Mr. Comey's dismissal came less than two months after he testified in a dramatic open hearing that the FBI was conducting an investigation into whether Mr. Trump's advisers had colluded with Russia to influence the course of the presidential election. Last week, Mr. Comey asked the Justice Department to increase the funds and personnel devoted to the probe, The New York Times reported.
Firing Mr. Comey at this juncture means the president has "sent the ship of state into uncharted waters," said Tim Weiner, the author of a book on the history of the FBI. "I believe that what the president did yesterday could be construed, at a future date in a court of law, as an obstruction of justice."

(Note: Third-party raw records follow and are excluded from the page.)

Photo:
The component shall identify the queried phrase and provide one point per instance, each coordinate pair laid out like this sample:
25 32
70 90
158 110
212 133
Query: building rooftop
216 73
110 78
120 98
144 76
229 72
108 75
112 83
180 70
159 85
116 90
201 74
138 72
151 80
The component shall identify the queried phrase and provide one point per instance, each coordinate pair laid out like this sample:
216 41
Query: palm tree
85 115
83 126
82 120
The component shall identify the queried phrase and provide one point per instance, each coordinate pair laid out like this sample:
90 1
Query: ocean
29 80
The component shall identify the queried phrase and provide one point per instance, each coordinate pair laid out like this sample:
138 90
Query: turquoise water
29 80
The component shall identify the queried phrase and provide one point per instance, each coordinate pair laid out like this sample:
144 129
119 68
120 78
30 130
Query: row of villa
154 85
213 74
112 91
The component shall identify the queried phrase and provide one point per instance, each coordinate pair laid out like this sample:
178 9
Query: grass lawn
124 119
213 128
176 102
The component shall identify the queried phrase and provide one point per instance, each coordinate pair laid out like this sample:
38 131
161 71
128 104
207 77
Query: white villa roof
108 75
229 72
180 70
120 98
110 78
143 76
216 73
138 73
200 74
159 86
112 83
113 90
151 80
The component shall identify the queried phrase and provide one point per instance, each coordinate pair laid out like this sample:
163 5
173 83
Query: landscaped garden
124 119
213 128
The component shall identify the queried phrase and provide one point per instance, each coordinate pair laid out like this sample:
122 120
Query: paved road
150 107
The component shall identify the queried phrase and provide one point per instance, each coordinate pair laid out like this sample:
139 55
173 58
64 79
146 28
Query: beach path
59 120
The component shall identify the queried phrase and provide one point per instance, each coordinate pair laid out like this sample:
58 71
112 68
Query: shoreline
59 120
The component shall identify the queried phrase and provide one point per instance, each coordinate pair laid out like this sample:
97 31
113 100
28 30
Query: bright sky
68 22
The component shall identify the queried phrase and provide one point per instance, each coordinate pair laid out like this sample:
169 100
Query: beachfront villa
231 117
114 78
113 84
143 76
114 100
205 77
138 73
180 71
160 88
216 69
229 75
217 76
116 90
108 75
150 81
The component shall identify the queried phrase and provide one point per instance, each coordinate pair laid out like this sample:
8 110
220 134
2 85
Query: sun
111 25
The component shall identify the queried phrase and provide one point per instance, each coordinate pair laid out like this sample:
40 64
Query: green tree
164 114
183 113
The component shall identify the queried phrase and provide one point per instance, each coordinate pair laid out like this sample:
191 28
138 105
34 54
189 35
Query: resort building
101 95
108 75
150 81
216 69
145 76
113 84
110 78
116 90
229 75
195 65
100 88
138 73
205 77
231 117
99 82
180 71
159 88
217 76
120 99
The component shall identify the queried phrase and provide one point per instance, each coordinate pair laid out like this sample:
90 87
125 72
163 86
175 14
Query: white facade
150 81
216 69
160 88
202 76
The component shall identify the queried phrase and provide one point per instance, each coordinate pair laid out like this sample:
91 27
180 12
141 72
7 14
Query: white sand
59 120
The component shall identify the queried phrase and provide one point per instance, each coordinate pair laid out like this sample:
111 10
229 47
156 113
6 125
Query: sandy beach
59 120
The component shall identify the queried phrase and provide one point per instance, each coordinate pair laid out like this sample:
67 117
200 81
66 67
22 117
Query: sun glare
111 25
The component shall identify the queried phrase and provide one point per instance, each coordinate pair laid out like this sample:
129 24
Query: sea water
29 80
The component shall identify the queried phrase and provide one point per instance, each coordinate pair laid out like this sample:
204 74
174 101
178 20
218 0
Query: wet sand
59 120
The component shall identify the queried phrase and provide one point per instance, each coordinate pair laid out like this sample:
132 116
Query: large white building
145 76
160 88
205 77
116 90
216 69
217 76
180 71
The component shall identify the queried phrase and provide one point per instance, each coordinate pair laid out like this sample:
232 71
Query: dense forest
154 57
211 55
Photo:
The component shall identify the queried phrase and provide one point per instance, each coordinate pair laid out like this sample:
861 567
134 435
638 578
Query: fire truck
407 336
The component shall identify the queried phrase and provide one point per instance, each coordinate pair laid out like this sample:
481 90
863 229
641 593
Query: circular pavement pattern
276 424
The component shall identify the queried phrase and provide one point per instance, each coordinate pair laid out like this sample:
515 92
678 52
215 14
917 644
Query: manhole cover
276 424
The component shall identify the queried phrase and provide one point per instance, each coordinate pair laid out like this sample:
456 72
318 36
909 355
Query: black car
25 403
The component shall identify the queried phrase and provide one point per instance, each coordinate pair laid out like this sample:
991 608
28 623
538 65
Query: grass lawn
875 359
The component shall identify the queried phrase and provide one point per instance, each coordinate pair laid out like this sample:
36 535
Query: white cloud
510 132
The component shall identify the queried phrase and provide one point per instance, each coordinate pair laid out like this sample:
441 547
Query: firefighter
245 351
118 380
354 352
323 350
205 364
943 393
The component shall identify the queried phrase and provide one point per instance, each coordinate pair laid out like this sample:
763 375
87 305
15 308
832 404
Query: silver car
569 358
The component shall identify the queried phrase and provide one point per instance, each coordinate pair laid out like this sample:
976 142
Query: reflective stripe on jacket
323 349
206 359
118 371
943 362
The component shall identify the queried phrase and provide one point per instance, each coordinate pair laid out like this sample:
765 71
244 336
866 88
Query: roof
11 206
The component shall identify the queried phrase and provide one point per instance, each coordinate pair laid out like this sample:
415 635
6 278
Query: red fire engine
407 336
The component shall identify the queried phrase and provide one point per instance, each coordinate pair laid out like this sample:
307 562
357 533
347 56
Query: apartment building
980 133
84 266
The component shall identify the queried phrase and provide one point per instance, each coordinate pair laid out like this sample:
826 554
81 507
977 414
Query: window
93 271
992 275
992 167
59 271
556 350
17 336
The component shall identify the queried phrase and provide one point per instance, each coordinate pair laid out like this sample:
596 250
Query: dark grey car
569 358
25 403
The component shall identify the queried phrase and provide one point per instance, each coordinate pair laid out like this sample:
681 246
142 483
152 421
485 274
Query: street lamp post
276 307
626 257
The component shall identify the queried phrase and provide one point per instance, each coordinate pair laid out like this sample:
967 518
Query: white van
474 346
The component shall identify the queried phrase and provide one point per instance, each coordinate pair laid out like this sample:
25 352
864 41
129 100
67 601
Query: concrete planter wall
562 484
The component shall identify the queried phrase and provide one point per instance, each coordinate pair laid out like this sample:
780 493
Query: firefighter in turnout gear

For many in Washington, Mr. Trump's abrupt move to fire Mr. Comey carried echoes of the "Saturday Night Massacre," an infamous turning point in the Watergate scandal. Mr. Nixon wanted to fire the special prosecutor appointed to investigate his conduct. Rather than carry out the president's order, the top two officials at the Justice Department resigned. Finally the Solicitor-General did the president's bidding.

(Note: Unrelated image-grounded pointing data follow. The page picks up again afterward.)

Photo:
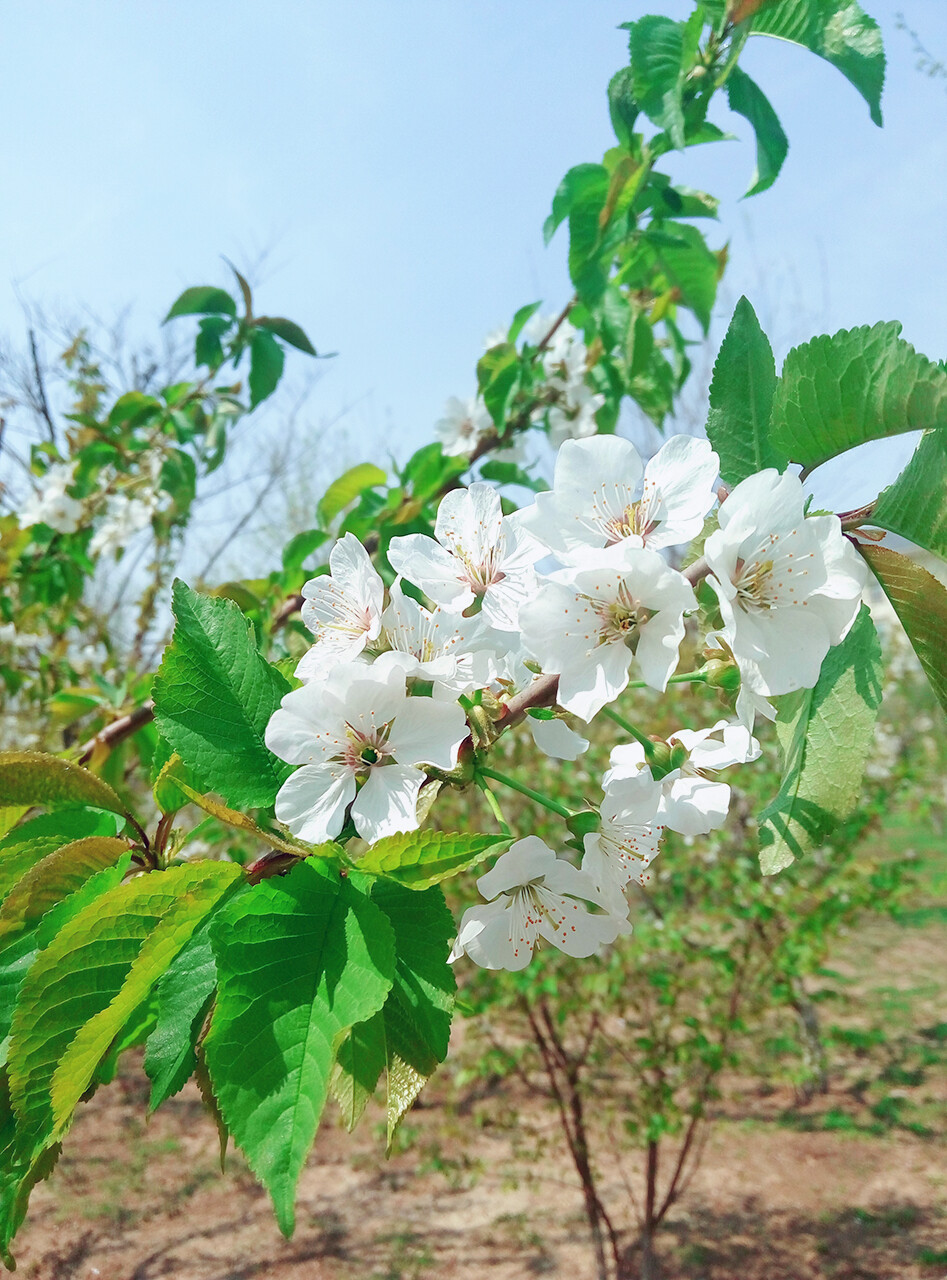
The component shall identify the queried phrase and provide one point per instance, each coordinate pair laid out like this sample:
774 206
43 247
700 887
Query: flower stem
493 805
630 728
553 805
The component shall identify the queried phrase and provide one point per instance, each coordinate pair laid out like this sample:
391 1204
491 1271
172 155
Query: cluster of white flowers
573 405
390 688
123 515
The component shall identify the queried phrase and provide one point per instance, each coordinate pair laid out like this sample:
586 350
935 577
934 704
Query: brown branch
118 731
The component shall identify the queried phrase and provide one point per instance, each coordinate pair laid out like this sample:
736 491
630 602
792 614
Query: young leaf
826 735
184 993
915 506
841 32
36 778
344 490
860 384
214 695
301 960
202 300
30 842
114 951
420 859
741 400
920 602
358 1065
748 99
424 982
289 332
266 362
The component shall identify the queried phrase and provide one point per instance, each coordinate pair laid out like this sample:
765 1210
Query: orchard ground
850 1184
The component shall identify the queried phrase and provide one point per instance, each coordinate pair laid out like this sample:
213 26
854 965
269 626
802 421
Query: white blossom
343 609
531 894
595 502
788 586
51 504
463 425
588 624
124 517
456 653
627 841
690 800
360 741
479 554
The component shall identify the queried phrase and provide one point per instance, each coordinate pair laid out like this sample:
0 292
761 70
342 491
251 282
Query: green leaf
36 778
202 300
424 982
214 695
856 385
289 332
841 32
584 183
360 1061
622 105
689 265
30 842
419 859
748 99
344 490
114 951
301 960
826 736
64 888
915 506
657 48
266 362
741 400
498 371
920 602
184 995
301 547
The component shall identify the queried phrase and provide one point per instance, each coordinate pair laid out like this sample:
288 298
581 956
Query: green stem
630 728
553 805
493 805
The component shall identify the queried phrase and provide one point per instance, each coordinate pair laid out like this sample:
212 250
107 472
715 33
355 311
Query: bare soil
783 1192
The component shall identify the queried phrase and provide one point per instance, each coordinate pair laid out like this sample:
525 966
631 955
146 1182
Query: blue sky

The other potential parallel to Mr. Trump's behaviour came in 1993, when Bill Clinton fired William Sessions, then the FBI director. But that dismissal occurred as a result of alleged ethical lapses by Mr. Sessions and did not take place against the backdrop of an ongoing investigation into the president's advisers.
Ironically, the person Mr. Clinton named as a replacement – Louis Freeh – proved to be a major thorn in Mr. Clinton's side during subsequent investigations, particularly during the Lewinsky affair. But Mr. Clinton never removed Mr. Freeh or his Attorney-General, Janet Reno, whom he also detested.
Mr. Clinton "saw effectively that it would be an admission of guilt to interfere in the investigation in that way, so he did not act," said Andrew Rudalevige, a political scientist at Bowdoin College who studies the American presidency. "In the past, there was a hard-won notion of presidents staying out of investigations that are targeting them."
Mr. Trump's decision to fire Mr. Comey is "a bad political call," rather than a constitutional crisis, said Prof. Rudalevige. The use of raw presidential power can mask weakness, he added, since it often means that presidents "haven't been able to get what they want through less public and dramatic means."
Absent interference, the FBI probe into possible collusion between Russia and the Trump campaign will continue. In the short term, U.S. lawmakers could increase the pressure on Mr. Trump by endorsing the appointment of an independent prosecutor by the Justice Department, or by forming a special commission to investigate the Russia matter.
Much will depend on who Mr. Trump names to succeed Mr. Comey at the FBI. Lawmakers will be looking for someone able to preserve the independence of the FBI and its investigations. But the number of people who are qualified to serve, willing to serve under the circumstances, and able to receive confirmation by the Senate is "vanishingly small," said Mr. Weiner.